Now you can see in the 2022 year we have the finance lease liability, both the current and the non-current item. And if I go back my balance sheet, there is nothing that says the finance lease liability. So let's find out where they were finding this from last year. I'll click on the number and it will open the filing. And you can see here we have some additional information about the balance sheet a greater breakdown, and this is where we have these other items and we've got the finance lease liability and the operating lease liability. Now all this is in a note to the accounts and it's other financial information. Rather than take these numbers, I'm going to go back to the 10 K and go and find other financial information. And you can see here we've got the breakdown because I want to do this from scratch.
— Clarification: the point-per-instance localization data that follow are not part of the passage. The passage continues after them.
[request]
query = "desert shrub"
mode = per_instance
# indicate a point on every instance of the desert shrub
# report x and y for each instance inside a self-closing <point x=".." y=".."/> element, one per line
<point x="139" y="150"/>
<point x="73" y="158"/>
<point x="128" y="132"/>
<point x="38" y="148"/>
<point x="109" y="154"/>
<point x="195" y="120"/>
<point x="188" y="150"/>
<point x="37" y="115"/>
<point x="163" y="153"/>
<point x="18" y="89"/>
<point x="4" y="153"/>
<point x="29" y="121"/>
And what I want to do is I want to find the financial items that are broken down here. So we want the current finance lease liability and lease liability is 106. So let me just create that and I'm gonna paste the 106 there. Then I want the long-term financiability, which is the 620. Yeah, and this is problematic and you often find this for US companies is that they're embedding these items in the financial statements in line items. So they're kind of collapsing the financial lease liabilities probably in other liabilities. So we are trying to strip them out for our debt calculation because they're really structured as debt.
And that's it for our adjustments. So I'm going to not have anything in other. And then we get our total debt number there. So we've included the debt lines and also the finance lease liability and that will make the numbers consistent with IFRS companies because IFRS companies will always split out The finance lease liability is its only under US GAAP because of the approach to leasing that they sometimes collapse them into line items. So it's much easier for us to make these adjustments to make these companies comparable. Now in addition to that, we need to get net debt. So we're going to subtract financial assets, but only short term financial assets. So I'm gonna go to the balance sheet and I want to go and get the cash line here, that 267 because it's current, I also want to see if there are any short-term financial investments. No, there's none. So I'm gonna make that zero. So this means the only item that I'm going to make an adjustment for to calculate net debt is the cash and cash equivalence. Now you may sometimes see long-term financial investments, but from a credit perspective we would not adjust for them because they are not liquid. They're not going to be expected to be sold within one year. We'll only take cash and other short-term investments for our net debt calculation because that's a credit metric. That's not true necessarily for valuation. For valuation, we will adjust for long-term investments because that's not a credit metric, it's a valuation metric, but in credit only use short term items to get your net debt number. We've also got one more item to pull in, which is the shareholders' equity. But note it says, excluding non-controlling interests. So you only want the shareholders' equity for the parent company shareholders.
Now if I come down to my equity, you can see we've got total equity, but that would include non-controlling and interest. And although it's zero, you can see last year it was a negative one. So I'm gonna take this line item, the total stockholders equity of the parent company shareholders. And then let me me go to my annotations and just clean up the labels.
The first one here was the short-term debt, And then we had the 2023 long-term debt. And this is really good to do if you are handing it over to somebody else. And this is the structure payables.
And then we have the 106, which is the current financing liability or current finance leases, and then the 2023 noncurrent finance leases and then the 2023 cash. The reason I'm putting the year down is that often you have multiple years and then the 2023 shareholders equity and I'm not allowed to use the apostrophe. So there's a bit of bad grammar going to creep in there. So we've done the balance sheet items for Keurig Dr. Pepper in 2023.